Sometimes the best investment choice is choosing a trusted partner. We make your goals and preferences our priority. And then supply perspective and insight to help you optimize your portfolio for your long-term plan.
Albert* was just about to turn 40. When he looked back at the 15 years since he left graduate school to found his engineering startup, he was proud of how far he’d come. He was about to take his company public. And finally reap the rewards of taking the risks and putting in the hard work.
Albert’s business was on solid footing. His investments were another story. When he looked at his portfolio, he realized his collection of mutual funds wasn’t very diversified and that he lacked an effective allocation strategy. And his below-market-average returns showed it. He also thought he might be missing out on potential opportunities. Especially in global markets and alternatives.
Albert was about to become a chief executive officer. What he needed now was a personal chief investment officer. So he got in touch with J.P. Morgan Private Bank.
We started by asking Albert about his investment goals. It was something he realized he had never really articulated. He wanted to retire early. And recently engaged, he realized he needed to make plans that included a family.
We guided Albert through a step-by-step process that included making four decisions to help him be better positioned for his long-term objectives.
1. Relative or absolute?
Albert had been underperforming the overall market, mostly because of lack of effective diversification. Our benchmark-focused strategy would allow him to participate in the broad market in a way that could drive potential market-beating returns. An alternative would be a cash-based benchmark strategy focused on creating strong—and potentially less volatile—absolute returns through market cycles.
Albert was comfortable with our recommendation for a market benchmark strategy. It fit in with his objectives, and he felt he could understand and evaluate it more easily.
2. Global or regional?
Our recommendation for a global portfolio made sense to Albert. His engineering business had taken him all over the world and given him a firsthand look at innovation and growth in smaller markets.
Though a U.S.-focused portfolio would add a level of familiarity, he (and we) felt the exposure to opportunities in economies in different parts of the world—and with differing performance—would be an advantage over the long term.
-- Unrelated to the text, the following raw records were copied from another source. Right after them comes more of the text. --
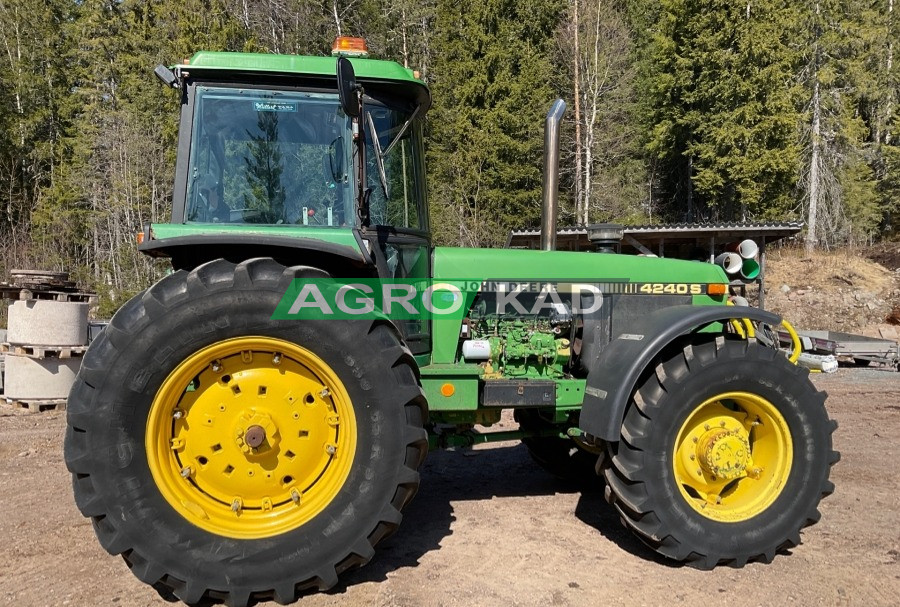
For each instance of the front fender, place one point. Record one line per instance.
(614, 374)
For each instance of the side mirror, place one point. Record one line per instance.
(166, 76)
(335, 160)
(347, 87)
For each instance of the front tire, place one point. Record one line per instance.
(724, 456)
(231, 457)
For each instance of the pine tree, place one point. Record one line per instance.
(492, 80)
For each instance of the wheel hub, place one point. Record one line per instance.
(732, 456)
(259, 441)
(724, 454)
(256, 432)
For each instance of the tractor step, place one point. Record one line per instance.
(519, 393)
(42, 351)
(38, 406)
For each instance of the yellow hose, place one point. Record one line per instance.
(795, 342)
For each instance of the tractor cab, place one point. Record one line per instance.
(272, 160)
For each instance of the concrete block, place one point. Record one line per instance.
(44, 322)
(39, 379)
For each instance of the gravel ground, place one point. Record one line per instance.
(490, 528)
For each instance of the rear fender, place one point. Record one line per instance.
(614, 374)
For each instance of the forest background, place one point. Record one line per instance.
(679, 110)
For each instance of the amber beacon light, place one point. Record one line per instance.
(350, 47)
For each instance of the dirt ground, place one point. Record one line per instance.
(490, 528)
(854, 291)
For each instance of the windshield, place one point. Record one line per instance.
(270, 157)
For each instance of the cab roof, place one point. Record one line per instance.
(367, 70)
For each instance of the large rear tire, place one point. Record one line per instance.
(231, 457)
(724, 456)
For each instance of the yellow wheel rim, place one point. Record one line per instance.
(733, 456)
(251, 437)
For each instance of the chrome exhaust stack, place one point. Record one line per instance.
(550, 194)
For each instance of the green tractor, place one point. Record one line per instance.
(232, 449)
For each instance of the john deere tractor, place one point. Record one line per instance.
(251, 426)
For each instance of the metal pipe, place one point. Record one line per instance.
(550, 194)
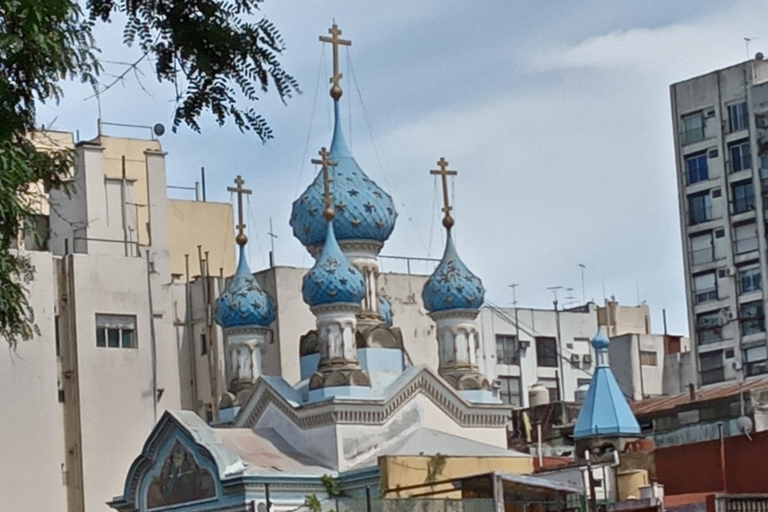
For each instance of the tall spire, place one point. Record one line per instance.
(335, 41)
(329, 213)
(443, 172)
(241, 239)
(245, 311)
(453, 295)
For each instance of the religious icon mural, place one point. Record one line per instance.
(181, 480)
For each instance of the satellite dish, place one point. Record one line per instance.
(745, 425)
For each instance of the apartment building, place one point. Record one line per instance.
(720, 124)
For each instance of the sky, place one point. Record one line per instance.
(556, 116)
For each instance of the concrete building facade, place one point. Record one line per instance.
(721, 127)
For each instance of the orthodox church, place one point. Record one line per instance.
(358, 401)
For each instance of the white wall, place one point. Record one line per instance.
(32, 450)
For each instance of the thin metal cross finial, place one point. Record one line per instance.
(335, 41)
(241, 239)
(443, 172)
(326, 162)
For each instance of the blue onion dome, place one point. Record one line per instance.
(244, 303)
(452, 285)
(333, 279)
(600, 341)
(363, 210)
(385, 308)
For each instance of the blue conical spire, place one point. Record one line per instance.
(452, 285)
(244, 303)
(333, 279)
(605, 411)
(364, 211)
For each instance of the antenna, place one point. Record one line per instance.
(748, 40)
(272, 237)
(583, 288)
(554, 289)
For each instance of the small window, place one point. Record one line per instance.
(737, 117)
(700, 207)
(115, 331)
(741, 159)
(546, 352)
(745, 238)
(751, 318)
(705, 287)
(697, 168)
(506, 349)
(755, 360)
(708, 327)
(749, 280)
(702, 249)
(743, 196)
(509, 392)
(711, 367)
(648, 358)
(693, 128)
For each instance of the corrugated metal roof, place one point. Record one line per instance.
(714, 392)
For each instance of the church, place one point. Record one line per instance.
(359, 406)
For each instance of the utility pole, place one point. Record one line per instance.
(558, 351)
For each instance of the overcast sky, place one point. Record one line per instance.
(555, 114)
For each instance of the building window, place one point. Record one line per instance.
(693, 128)
(749, 280)
(702, 249)
(700, 207)
(546, 352)
(741, 159)
(115, 331)
(551, 385)
(705, 287)
(509, 392)
(751, 318)
(697, 168)
(745, 238)
(711, 367)
(737, 117)
(755, 360)
(648, 358)
(708, 329)
(743, 196)
(506, 349)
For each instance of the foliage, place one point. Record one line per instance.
(331, 485)
(213, 56)
(210, 45)
(312, 502)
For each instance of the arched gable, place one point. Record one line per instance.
(180, 466)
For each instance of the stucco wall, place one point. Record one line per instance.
(32, 470)
(403, 471)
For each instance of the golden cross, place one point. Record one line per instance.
(335, 40)
(444, 173)
(328, 213)
(241, 239)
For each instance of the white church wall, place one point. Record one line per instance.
(116, 394)
(33, 471)
(320, 443)
(359, 443)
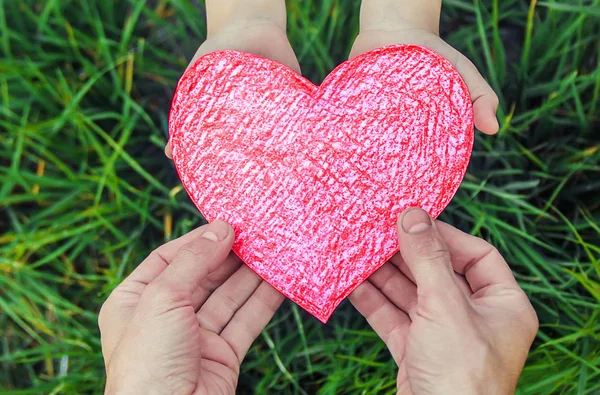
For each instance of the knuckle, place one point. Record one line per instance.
(160, 292)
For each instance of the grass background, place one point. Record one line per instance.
(86, 193)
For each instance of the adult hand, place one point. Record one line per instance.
(182, 322)
(448, 334)
(253, 26)
(388, 22)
3. Active or passive (or both)?
As a businessman, Albert knew about the benefits of closely managing expenses. So he was biased toward lower-cost passive investment strategies. We recommended a blended strategy that gave him strategic exposure to active managers who offer the potential for outsize returns. And stronger long-term performance. Albert chose a portfolio with both.
4. Alternatives or not?
Because he didn’t know much about them, Albert had never invested in alternatives. We showed him how adding alternatives (like hedge funds) to a diversified portfolio can help lower overall volatility and provide a source of return that doesn’t typically follow the ups and downs of the stock market.
Albert chose to include alternatives. Even though they are generally less liquid than other securities, we made the case that he had a long enough time horizon to take advantage of the benefits.
With these choices made, we developed a custom allocation aligned with Albert’s objectives and preferences. And we continue to check in with him to help make sure it stays on track. With his portfolio in place, Albert feels like his personal wealth is in good hands as he takes his company (and his life with his new bride) to the next level.
*Names and details have been changed to protect our clients’ identities.